China Day 5
We were ready for the 5 a.m. wakeup and standing at the restaurant door eager for brekkie before setting out for our morning flight to Wuhan from Xian. We bid our Xian guide Ruth farewell and headed for check in.
Tina our Sinorama care giver is fantastic. Not only has she kept us on track, she takes care of a myriad of details including getting our boarding passes, minding our passports, looking after our luggage check ins, finding restaurants, making sure our bus is ready to pick us up after every stop and generally keeping us well informed and entertained with a wide store of knowledge and an unfailing sense of humour. Top among her priorities is making sure we are directed to only the best ‘Happy Places’, those rest rooms without which we seniors simply cannot function.

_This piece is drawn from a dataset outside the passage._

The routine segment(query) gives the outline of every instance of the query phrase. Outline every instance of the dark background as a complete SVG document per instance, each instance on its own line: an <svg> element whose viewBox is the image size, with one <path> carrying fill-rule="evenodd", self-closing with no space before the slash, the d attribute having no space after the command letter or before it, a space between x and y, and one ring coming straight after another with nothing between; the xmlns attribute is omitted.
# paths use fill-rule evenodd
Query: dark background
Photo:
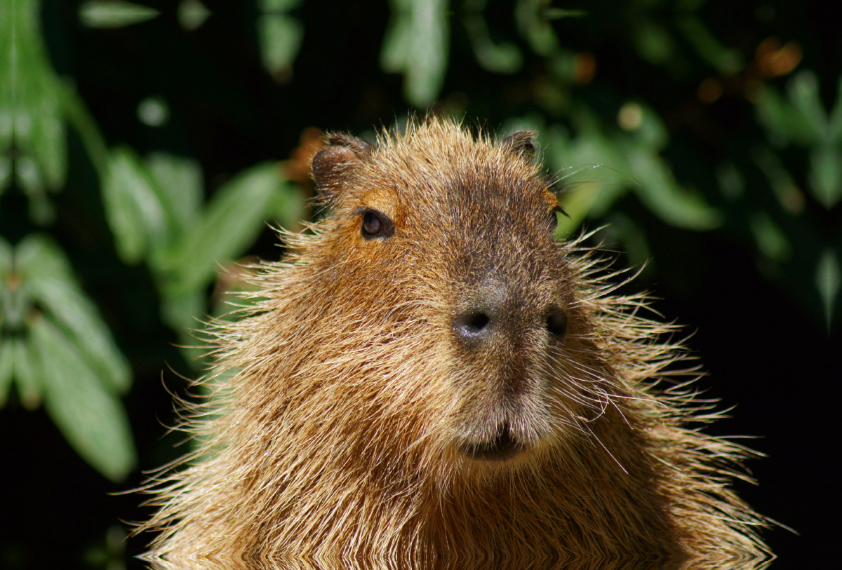
<svg viewBox="0 0 842 570"><path fill-rule="evenodd" d="M711 203L728 207L719 203L715 189L708 189L714 186L711 171L727 156L739 163L749 141L764 138L751 103L726 95L700 107L695 122L682 120L681 109L698 107L696 87L711 71L691 60L688 72L676 77L642 61L630 47L631 3L571 3L563 8L583 8L588 15L553 21L566 47L592 53L598 64L593 82L574 87L575 96L606 120L616 115L625 97L647 102L670 129L671 142L663 154L676 176L692 180ZM387 4L302 3L292 13L304 24L304 40L286 82L274 81L260 66L255 6L206 4L210 18L186 32L178 24L174 3L150 3L162 14L149 22L95 29L80 24L77 3L45 2L42 31L52 63L76 84L109 145L125 143L141 155L166 150L193 156L200 161L205 187L212 193L233 173L256 162L285 159L306 127L360 133L388 125L412 108L402 95L402 77L386 74L378 65L389 19ZM519 72L496 75L481 69L456 21L460 5L453 3L451 53L440 106L456 105L469 120L480 119L492 129L509 117L541 112L533 86L546 73L545 62L523 47L525 63ZM700 14L723 43L749 59L766 37L797 40L804 53L800 67L822 78L823 98L830 108L842 74L842 44L827 3L764 6L769 10L760 17L755 3L711 2ZM650 13L657 16L662 10L669 16L672 9L673 3L663 3ZM508 3L489 2L487 8L494 33L523 46L511 13ZM782 88L786 78L770 82ZM170 119L163 127L137 119L138 103L150 95L168 104ZM96 190L96 174L72 132L68 152L68 177L56 195L58 214L50 231L131 362L135 381L125 404L140 454L139 468L123 483L108 482L68 446L43 409L26 411L10 403L0 410L4 436L0 566L119 567L107 564L122 560L127 567L141 567L132 557L143 551L150 536L129 538L125 552L115 537L120 529L129 528L120 521L142 520L149 510L138 507L142 498L137 494L109 493L140 485L142 470L181 453L173 447L181 436L168 435L163 427L173 422L172 398L164 385L184 393L185 382L176 372L195 372L173 347L176 334L157 317L157 293L148 271L119 260ZM804 168L807 159L797 150L785 155L794 172ZM758 203L770 193L765 184L759 176L749 177L748 192L755 193L753 199ZM0 228L13 243L33 226L19 214L26 211L21 194L6 193L3 202ZM798 285L812 283L812 277L799 281L798 276L781 276L768 268L738 214L729 213L716 230L699 232L666 224L633 193L613 209L644 229L653 260L628 287L651 290L664 319L686 325L687 333L693 333L688 345L709 372L700 386L710 397L720 398L721 407L736 406L733 419L707 430L757 436L745 443L768 456L748 465L759 486L735 486L759 512L799 533L781 528L763 533L779 556L771 567L827 565L836 558L831 545L835 546L838 535L838 523L832 522L838 519L833 504L838 502L839 477L832 468L839 448L834 435L839 433L842 348L838 319L829 332L823 315L809 298L815 293ZM808 198L806 209L803 223L829 242L839 235L839 208L823 209ZM600 220L586 223L589 228L600 224ZM275 241L266 230L250 254L277 259L280 251ZM615 247L609 244L609 249ZM621 251L618 263L626 263L623 244L616 249ZM797 257L813 255L796 252Z"/></svg>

Wuhan on the Yangtze River is the largest city in central China with several million population. Our guide variously known as Chuck, Charlie, or Stick serenaded us with Red River Valley. He then filled us in on the life for a young Wuhan person and the problems of affording a home, getting married, and making it to work. Same problems as in North America, just a little different scope.
After lunch he dropped us at the river terminal where we are resting in our cabins of a Sinorama River Cruise ship the Centennial Diamond, refreshing our bodies for a few hours. We need it.
Well into the tour now, it is time to reflect on our overall experience:
1. The service by Sinorama has been first rate. For us at least, organizing a tour without this level of care would have been a disaster.
2. This was a very exhausting schedule that is just giving us a basic ‘taste. Of China. The country is so vast, with so many sites and so much to see, a visit to one city alone like Xi’an could easily occupy a full two weeks. Wished our scheduled days were not quite so full. Running on empty some days.
3. The food is good. The hotels are excellent at least the 5 star ones we have used and appear modestly priced, but difficult to tell as we had a package price.
4. The people are friendly, the streets are clean and they appear safe. The language is. . . well it’s Chinese.
5. There is no graffiti, the roads are good, the traffic is terrible- don’t even consider driving yourself.
6. The smog is bad but did not bother us so far.
7. So far no one in our groups is sick but a few complaints from rest of tour. WE have our travelling pharmacy well stocked for emergencies.
We found the bar and had a welcome aboard libation before retiring for a short afternoon nap. Woke up at 7 pm just in time for dinner. Fought with the onboard Wi-Fi before giving up. Google and China is not a good mix.
Finished dinner onboard and retired to our cabin after a short tour of the sundeck. The evening lights of Wuhan were spectacular including Chinese lanterns soaring over the river until they flamed out and found a watery grave. Cruise ships with their entire sides lighted with LED billboards steamed past.
Tomorrow we head upriver, but for now blessed sleep
China Day 6
Slept like a baby. We are on our way up river. Up to the lounge for early coffee and rolls and watched the tai chi exercises. Norm and I observed. Perhaps tomorrow we’ll participate.
Breakfast at 7 a.m. and by now not only the bartender Eddie, but our waitress Carol have our group of eight first names down pat, although she did have a little trouble with Norman and Norma. Delightful staff all round. Filled up on coffee as it is only available free at breakfast. Thoroughly charged up on caffeine, I did 3 km on the deck before watching a presentation on the Three Gorges Dam project.
Counter to our expectations, it was a very objective presentation, airing both the pros and cons of the project from an environmental, economic and social perspective. The problems of pollution, climate change, and use of coal are much more openly discussed here than we had expected. Climate change ‘deny’rs seem to be absent here compared to many in the west. The air pollution here is so obvious; the view here seems less myopic. The huge effort at urban and riverbank reforestation is quite dramatic.
As we head up river we meet and pass 100s of ships of all sizes. A steady stream of bulk carriers of coal greet us, interspersed with container vessels, LNG tankers and some ocean going freighters. We are hundreds of miles from Shanghai so this corridor is an amazing traffic route. Dredges are busy clearing silt from the channels and the grey skies are gloomy.
The rest of the group are off on a shore excursion while the Pearl and I are giving our bodies a rest and catching up on the reading. Still can’t get the darned Wi-Fi to work!